The Key Fund deserves it’s key player status as a driver of fiscal energy for projects across the North of England. Discover The Key Fund on–line here.
Peter Ware – Partner at Browne Jacobson LLP:
Peter gave the assembled audience a very informative over-view of Public Sector Mutual’s development. Organisations that move into the social business sector, ofen with existing customer bases and public sector ethics and philosophy.
Reminding us that the sector could see demand for social finance rise to £500 million by 2015, Peter, nonetheless, did not shy away from some of the issues to be wrangled with in creating Mutuals in a local authority setting.
Matt explained the heavyweight nature of The Big Lottery, and how it was looking to develop agile, relevant and timely funding solutions in the future, particularly to benefit the social finance sector.
Working across three strategic layers the Fund is looking at how demand, intermediaries and the supply side of funding can all be tempered and flexed to respond to the needs of risk capital with a social mission at its centre.
Richard gave us a ‘rally cry’ speech, moving across his own initiation into social business, after being a banker for twenty years and finding himself re-tailoring a hotel group in an area of social need.
Raising £3 million pounds, only a year ago, using the social business’s innovative model of housing development, coupled to partnerships in the social enterprise sector to provide training and skills support for ex-offenders.
So successful has Richard’s ministration been that profits are reported, funding need has been reined back, temporarily, and the business is set fair to exceed it’s targets of 15 property renovations undertaken per annum and with 150 clients supported through their training process into employment by the end of this five year bond period.
Midlands Together, using a revision of the ‘Together’ model developed in Bristol, describes its work as property development with a heart.

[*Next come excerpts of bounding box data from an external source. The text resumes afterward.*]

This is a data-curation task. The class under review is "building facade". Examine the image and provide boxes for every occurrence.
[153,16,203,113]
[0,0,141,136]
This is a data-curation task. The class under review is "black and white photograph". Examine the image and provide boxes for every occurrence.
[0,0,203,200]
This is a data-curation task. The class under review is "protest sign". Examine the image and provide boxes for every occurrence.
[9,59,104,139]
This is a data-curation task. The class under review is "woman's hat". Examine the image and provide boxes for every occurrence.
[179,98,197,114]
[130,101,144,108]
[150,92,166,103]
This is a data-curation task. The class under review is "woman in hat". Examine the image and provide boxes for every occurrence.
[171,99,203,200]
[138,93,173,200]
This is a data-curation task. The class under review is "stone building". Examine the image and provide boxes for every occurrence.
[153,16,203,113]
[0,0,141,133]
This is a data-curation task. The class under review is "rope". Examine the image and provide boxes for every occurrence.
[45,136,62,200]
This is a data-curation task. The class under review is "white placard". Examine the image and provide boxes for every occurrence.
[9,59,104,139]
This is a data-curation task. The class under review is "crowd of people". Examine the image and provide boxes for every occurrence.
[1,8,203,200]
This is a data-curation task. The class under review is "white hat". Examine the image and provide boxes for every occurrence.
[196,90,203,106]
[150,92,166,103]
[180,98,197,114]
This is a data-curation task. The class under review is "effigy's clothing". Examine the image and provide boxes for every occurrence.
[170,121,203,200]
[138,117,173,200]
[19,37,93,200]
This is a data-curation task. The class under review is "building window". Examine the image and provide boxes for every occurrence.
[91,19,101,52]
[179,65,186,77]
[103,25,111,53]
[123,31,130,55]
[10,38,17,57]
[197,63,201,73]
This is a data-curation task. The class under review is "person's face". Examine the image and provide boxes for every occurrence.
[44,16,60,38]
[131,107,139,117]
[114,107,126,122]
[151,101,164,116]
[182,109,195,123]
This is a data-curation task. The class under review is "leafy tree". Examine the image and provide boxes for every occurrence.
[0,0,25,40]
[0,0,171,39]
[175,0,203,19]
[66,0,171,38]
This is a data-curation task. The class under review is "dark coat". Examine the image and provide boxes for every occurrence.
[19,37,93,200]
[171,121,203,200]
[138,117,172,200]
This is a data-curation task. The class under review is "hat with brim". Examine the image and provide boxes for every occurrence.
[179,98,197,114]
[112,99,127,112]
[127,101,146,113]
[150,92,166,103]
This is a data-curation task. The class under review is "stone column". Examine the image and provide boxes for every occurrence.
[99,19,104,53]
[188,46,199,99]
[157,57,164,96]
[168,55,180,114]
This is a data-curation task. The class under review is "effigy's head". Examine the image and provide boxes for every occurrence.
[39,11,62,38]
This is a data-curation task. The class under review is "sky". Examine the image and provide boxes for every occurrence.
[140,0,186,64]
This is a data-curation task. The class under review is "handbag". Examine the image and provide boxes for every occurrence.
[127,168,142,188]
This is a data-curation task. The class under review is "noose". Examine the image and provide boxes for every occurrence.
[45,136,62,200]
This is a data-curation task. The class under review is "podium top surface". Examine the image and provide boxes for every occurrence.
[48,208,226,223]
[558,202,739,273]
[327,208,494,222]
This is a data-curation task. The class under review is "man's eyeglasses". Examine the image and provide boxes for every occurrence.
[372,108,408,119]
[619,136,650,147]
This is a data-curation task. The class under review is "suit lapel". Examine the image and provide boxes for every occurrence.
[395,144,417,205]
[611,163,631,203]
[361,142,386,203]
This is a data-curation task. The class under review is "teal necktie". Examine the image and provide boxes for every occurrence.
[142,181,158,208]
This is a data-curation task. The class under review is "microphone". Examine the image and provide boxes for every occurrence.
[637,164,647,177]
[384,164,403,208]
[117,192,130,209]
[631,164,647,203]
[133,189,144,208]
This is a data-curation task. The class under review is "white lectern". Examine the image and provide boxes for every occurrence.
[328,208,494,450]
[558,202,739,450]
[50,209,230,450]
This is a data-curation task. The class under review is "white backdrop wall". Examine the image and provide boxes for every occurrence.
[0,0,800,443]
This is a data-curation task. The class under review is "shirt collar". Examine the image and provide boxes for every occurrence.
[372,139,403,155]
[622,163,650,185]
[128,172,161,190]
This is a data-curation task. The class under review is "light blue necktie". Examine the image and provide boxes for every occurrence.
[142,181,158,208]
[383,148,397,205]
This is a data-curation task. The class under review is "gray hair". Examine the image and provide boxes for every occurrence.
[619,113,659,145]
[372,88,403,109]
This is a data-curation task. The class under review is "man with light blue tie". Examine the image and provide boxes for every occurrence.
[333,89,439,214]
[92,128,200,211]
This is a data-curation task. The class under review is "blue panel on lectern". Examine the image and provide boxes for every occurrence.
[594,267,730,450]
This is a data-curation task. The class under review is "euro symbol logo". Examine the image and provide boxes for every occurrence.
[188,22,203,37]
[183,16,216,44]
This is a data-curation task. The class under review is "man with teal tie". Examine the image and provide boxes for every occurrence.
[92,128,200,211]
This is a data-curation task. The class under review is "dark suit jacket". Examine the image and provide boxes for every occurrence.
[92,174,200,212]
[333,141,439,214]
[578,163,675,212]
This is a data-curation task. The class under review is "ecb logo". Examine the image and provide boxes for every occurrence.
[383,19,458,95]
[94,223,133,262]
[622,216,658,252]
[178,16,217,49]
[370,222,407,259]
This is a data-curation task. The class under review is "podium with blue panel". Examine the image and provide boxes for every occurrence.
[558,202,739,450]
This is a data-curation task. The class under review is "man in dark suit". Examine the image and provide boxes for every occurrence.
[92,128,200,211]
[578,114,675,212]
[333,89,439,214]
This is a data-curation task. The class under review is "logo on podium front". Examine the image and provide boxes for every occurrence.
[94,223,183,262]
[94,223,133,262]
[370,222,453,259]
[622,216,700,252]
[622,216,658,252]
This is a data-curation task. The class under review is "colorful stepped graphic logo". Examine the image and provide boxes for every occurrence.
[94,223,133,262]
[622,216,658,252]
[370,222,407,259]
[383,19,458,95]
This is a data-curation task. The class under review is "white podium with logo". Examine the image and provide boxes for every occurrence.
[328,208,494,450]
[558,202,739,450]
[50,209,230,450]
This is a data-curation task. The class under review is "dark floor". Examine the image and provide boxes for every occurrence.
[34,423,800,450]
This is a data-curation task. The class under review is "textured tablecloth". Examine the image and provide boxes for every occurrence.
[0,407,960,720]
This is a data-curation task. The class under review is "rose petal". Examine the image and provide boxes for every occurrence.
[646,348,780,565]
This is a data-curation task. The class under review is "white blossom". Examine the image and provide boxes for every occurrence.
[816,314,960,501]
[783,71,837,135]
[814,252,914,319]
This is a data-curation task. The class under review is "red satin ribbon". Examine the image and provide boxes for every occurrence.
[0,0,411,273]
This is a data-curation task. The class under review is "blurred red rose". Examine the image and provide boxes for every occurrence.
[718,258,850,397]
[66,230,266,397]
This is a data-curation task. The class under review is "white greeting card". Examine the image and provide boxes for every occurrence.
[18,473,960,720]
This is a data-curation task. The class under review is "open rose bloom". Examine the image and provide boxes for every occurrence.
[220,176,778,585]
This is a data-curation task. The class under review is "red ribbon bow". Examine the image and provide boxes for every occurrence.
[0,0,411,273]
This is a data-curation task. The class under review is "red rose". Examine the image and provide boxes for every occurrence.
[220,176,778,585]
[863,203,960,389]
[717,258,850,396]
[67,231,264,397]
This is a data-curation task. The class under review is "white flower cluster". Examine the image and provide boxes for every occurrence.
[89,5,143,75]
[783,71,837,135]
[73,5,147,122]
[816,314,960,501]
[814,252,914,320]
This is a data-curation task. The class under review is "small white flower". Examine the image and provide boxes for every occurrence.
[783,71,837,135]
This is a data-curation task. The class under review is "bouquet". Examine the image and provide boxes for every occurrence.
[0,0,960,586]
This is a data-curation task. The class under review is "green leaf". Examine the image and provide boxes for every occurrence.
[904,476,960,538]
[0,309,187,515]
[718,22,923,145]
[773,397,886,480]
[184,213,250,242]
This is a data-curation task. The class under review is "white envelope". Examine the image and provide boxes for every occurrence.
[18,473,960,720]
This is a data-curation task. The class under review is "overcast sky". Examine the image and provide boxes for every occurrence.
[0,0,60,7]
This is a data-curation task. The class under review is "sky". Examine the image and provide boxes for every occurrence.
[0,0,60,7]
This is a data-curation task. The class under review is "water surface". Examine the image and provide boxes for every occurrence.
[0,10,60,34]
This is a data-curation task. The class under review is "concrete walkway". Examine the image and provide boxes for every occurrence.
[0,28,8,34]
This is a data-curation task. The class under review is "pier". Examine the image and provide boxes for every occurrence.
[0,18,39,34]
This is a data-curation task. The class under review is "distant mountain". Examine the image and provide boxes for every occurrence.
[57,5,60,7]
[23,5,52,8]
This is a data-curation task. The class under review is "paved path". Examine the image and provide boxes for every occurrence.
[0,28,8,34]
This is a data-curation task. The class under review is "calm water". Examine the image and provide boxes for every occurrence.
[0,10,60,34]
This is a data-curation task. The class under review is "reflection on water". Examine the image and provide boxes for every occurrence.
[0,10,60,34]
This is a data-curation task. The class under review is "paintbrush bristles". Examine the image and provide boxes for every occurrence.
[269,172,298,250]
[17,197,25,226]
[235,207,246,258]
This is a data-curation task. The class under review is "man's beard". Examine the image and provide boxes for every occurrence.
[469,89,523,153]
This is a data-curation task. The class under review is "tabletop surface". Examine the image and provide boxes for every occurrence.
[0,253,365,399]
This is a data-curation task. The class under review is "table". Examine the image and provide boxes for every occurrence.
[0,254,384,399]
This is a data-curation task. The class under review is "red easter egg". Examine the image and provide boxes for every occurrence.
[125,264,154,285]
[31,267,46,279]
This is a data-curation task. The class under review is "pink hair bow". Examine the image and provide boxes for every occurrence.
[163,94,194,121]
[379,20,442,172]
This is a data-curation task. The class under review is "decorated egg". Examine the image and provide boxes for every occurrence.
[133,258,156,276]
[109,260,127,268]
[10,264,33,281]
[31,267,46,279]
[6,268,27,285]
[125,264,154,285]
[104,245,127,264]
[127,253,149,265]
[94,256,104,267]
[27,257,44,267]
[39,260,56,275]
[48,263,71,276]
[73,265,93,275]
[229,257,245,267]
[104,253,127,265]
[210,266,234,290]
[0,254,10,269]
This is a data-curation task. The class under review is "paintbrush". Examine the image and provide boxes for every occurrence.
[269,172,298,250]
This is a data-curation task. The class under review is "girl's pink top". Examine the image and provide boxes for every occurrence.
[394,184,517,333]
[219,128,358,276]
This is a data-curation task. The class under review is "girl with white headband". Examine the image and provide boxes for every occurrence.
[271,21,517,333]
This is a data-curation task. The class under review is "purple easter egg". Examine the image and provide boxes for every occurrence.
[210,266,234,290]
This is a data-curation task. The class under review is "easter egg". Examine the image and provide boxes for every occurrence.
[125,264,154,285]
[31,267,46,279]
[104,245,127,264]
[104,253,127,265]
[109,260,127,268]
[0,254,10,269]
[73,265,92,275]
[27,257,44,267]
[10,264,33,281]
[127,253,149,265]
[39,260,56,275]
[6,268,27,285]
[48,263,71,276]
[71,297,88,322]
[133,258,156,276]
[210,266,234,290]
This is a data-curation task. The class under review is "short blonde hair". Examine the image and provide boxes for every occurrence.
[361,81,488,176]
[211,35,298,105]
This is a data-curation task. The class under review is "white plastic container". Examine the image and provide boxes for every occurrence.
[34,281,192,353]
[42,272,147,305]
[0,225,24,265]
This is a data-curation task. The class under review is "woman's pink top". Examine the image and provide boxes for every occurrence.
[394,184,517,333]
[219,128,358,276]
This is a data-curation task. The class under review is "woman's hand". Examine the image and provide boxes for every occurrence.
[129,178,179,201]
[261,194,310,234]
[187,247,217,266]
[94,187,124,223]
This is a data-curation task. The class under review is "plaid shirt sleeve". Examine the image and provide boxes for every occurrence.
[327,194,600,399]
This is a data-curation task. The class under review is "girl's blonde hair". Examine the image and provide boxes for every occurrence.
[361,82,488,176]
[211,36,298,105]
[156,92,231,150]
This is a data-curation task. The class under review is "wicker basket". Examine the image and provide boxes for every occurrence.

Real asset development, care for people and delivery of profits. We were inspired.
We had our breakfast convocation at the Galleries of Justice in the Lace Market quarter of Nottingham. In the heart of the city’s creative area, this museum, educational service and charity offers a fascinating series of spaces for events.
We met in the courtroom. You can see from the narrative above, all our star witnesses for the defense of Social Finance were sparkling. The verdict? Guilty of enthusiasm and expectation for the future.